I turned and looked back at him and for a moment that seemed to occur in slow motion, we stared into each other's eyes, my sense of shocked disbelief giving way to real fear. That hard, implacable quality I'd seen once before-this wasn't the Bronc I knew. I clutched the horn with one hand and stabbed Gunner hard with the right spur.
Snorting, he cleared twenty feet in one great sideways swoop; I hung on desperately and spurred him again. I could see Bronc struggling to dally as the rope ran through his surprised hands, and then Gunner bolted forward in earnest, headed for the trail back down the hill.
Clinging to the horn with one half-confined hand, my body tense with fear, I waited for the jerk from behind that would snatch me off the horse and slam me to the ground. It didn't come. I could feel the rope trailing free behind me; we'd managed to yank it out of Bronc's hands.
Gunner was galloping now, running downhill, and it took every atom of skill I had to stay balanced on top of him with my arms pulled to my sides. My grip of the saddle horn was all that was saving me, that and the fact that I hadn't lost my stirrups. Still, the lurching, catapulting nature of his headlong, downhill gallop had my heart in my throat as I struggled frantically to stay on.

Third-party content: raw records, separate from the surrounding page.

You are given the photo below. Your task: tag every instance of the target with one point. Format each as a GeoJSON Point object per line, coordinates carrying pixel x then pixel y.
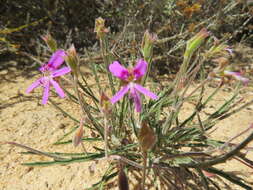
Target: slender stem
{"type": "Point", "coordinates": [106, 136]}
{"type": "Point", "coordinates": [35, 151]}
{"type": "Point", "coordinates": [144, 168]}
{"type": "Point", "coordinates": [222, 158]}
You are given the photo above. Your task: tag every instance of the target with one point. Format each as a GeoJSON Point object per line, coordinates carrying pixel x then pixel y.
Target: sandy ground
{"type": "Point", "coordinates": [24, 120]}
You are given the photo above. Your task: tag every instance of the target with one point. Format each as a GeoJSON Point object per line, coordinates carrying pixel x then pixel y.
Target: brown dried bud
{"type": "Point", "coordinates": [147, 137]}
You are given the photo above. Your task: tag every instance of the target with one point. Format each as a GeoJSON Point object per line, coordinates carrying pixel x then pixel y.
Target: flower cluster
{"type": "Point", "coordinates": [131, 79]}
{"type": "Point", "coordinates": [50, 71]}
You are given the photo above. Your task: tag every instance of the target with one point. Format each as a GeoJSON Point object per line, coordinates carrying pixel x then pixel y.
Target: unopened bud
{"type": "Point", "coordinates": [105, 104]}
{"type": "Point", "coordinates": [223, 62]}
{"type": "Point", "coordinates": [100, 28]}
{"type": "Point", "coordinates": [147, 137]}
{"type": "Point", "coordinates": [50, 41]}
{"type": "Point", "coordinates": [78, 136]}
{"type": "Point", "coordinates": [194, 43]}
{"type": "Point", "coordinates": [72, 59]}
{"type": "Point", "coordinates": [147, 44]}
{"type": "Point", "coordinates": [218, 50]}
{"type": "Point", "coordinates": [122, 180]}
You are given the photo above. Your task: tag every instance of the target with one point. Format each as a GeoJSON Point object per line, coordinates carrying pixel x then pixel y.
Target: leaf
{"type": "Point", "coordinates": [122, 180]}
{"type": "Point", "coordinates": [147, 137]}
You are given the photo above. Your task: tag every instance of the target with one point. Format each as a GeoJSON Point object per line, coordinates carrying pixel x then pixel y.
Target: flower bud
{"type": "Point", "coordinates": [147, 137]}
{"type": "Point", "coordinates": [218, 50]}
{"type": "Point", "coordinates": [122, 180]}
{"type": "Point", "coordinates": [50, 41]}
{"type": "Point", "coordinates": [105, 104]}
{"type": "Point", "coordinates": [78, 136]}
{"type": "Point", "coordinates": [236, 76]}
{"type": "Point", "coordinates": [194, 43]}
{"type": "Point", "coordinates": [223, 63]}
{"type": "Point", "coordinates": [100, 28]}
{"type": "Point", "coordinates": [72, 59]}
{"type": "Point", "coordinates": [147, 44]}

He slowed slightly when he reached a level spot, and I seized the chance to wriggle and twist my arms free of the now slack rope. In another second I flung the noose over my head and picked up the reins.
Gunner slowed still more when he felt me take control, and I looked back over my shoulder. Bronc was charging down the hill behind us, loop whirling-like any good ranch cowboy he carried a second rope.
Heart pounding, I dug my spurs into Gunner's ribs, sending him forward with a jump. Once again the landscape accelerated into a jerking rush-the brushy hillside barely perceived in my peripheral vision as I focused on the trail in front of me, striving to stay with Gunner's rhythm as he plunged down the grade. Every log, every hummock assumed a major importance as I tried to keep my weight balanced in the right spot.